An American Express survey placed the number of women-owned businesses in the United States at 8.6 million. Those companies generate more than $1.3 trillion in sales and employ nearly 8 million people.
Growth among womenowned businesses the past 16 years “exceeds the growth rates of all but the very largest, publicly traded corporations in the country,” according to the survey.
Highlighting womenowned businesses is not a new concept. It’s something retailers have been doing for years, but it is the scale of Wal-Mart and its other initiatives to help women in business that makes the effort notable, said Claudia Mobley, director of the Sam M. Walton College of Business Center for Retailing Excellence at the University of Arkansas.
Wal-Mart’s broader efforts include training for women, help with securing capital for women-owned businesses and conversations with suppliers on the number of women they have in leadership positions.

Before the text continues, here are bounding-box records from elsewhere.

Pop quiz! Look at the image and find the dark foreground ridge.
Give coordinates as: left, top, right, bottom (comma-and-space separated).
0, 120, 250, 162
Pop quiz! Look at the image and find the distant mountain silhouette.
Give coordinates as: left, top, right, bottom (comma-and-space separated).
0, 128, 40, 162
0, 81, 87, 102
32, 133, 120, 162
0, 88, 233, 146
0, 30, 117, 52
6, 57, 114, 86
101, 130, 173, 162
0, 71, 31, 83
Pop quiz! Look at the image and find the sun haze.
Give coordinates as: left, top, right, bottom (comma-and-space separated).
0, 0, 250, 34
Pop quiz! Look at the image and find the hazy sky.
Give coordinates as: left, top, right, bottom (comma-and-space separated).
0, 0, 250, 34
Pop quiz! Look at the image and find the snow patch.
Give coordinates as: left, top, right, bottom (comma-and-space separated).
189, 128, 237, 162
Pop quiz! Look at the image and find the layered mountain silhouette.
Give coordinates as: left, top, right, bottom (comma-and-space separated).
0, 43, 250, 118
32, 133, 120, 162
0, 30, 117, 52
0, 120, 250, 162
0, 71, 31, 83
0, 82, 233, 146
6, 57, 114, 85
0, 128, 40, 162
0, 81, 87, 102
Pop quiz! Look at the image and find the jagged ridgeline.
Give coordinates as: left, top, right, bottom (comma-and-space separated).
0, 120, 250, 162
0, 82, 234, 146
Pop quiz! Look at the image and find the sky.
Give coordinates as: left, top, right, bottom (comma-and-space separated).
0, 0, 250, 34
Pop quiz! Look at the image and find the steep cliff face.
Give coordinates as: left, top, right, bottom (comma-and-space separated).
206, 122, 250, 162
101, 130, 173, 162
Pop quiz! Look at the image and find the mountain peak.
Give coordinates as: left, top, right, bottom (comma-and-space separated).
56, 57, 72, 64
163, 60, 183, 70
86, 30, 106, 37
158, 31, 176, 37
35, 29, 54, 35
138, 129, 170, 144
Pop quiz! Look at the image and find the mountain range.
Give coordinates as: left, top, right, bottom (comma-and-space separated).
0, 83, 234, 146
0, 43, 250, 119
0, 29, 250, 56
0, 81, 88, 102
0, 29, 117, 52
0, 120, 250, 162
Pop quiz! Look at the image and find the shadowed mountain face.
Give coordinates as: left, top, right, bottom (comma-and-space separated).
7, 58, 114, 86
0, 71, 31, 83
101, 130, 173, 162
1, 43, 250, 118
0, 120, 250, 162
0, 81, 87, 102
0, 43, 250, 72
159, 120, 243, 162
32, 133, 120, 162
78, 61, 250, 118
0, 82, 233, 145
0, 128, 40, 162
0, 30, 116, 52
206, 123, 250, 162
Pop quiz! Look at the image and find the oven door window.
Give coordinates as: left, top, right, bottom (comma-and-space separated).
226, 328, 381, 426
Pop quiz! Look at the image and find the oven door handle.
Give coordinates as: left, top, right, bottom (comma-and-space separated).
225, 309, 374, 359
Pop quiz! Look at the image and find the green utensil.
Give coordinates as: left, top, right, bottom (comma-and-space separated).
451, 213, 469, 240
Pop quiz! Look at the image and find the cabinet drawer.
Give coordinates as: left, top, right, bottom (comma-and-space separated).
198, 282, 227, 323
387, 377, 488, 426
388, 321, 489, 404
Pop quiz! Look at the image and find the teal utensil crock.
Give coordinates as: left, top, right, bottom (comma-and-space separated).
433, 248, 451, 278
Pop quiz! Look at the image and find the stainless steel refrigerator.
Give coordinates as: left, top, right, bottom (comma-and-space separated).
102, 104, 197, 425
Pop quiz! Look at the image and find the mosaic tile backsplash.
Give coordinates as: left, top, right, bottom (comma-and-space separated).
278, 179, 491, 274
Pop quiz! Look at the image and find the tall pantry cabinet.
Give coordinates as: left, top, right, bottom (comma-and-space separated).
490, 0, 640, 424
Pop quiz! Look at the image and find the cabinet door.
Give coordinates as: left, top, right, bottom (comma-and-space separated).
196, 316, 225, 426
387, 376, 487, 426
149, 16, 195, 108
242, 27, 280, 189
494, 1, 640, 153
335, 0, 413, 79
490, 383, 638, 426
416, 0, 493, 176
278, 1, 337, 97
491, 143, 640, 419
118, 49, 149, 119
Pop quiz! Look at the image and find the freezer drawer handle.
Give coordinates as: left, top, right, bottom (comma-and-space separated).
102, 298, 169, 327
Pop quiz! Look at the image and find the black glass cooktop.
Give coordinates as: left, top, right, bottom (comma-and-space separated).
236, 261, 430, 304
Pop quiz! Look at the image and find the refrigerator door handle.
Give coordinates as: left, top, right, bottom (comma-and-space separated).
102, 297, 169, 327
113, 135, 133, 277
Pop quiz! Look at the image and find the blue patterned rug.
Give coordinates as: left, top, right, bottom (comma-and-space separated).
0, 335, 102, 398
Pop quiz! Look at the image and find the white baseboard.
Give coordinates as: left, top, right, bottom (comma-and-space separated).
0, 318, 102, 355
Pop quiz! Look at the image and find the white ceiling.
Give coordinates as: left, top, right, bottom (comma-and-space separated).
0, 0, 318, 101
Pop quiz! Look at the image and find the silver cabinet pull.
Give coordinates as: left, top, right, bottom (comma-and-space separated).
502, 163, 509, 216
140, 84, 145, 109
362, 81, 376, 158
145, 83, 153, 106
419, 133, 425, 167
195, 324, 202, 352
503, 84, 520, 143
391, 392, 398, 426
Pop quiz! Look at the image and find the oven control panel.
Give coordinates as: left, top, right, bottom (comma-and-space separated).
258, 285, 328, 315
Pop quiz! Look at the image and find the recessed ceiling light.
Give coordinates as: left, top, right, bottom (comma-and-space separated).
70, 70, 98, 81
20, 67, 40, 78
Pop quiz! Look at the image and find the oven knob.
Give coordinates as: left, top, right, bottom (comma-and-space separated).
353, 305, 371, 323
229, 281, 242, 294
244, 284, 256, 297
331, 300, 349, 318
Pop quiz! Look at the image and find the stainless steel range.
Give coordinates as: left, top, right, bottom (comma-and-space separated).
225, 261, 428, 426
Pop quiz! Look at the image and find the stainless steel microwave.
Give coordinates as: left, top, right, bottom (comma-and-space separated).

“I think the fact Wal-Mart is willing to use its scale … is notable,” Mobley said. “It’s also bringing an awareness in general that women-owned business are important to our economy.”
McLaughlin noted that the online and in-store designation are just part of the company’s commitment to women in business. Women make up 25 percent of Wal-Mart’s board of directors, and about 31 percent of the company’s officers are women. Wal-Mart’s store management is about 44 percent female.
All of those numbers are higher than Wal-Mart’s peers, McLaughlin said.
“Investing in women is the right thing to do if you want to grow economies and families and help people,” McLaughlin said.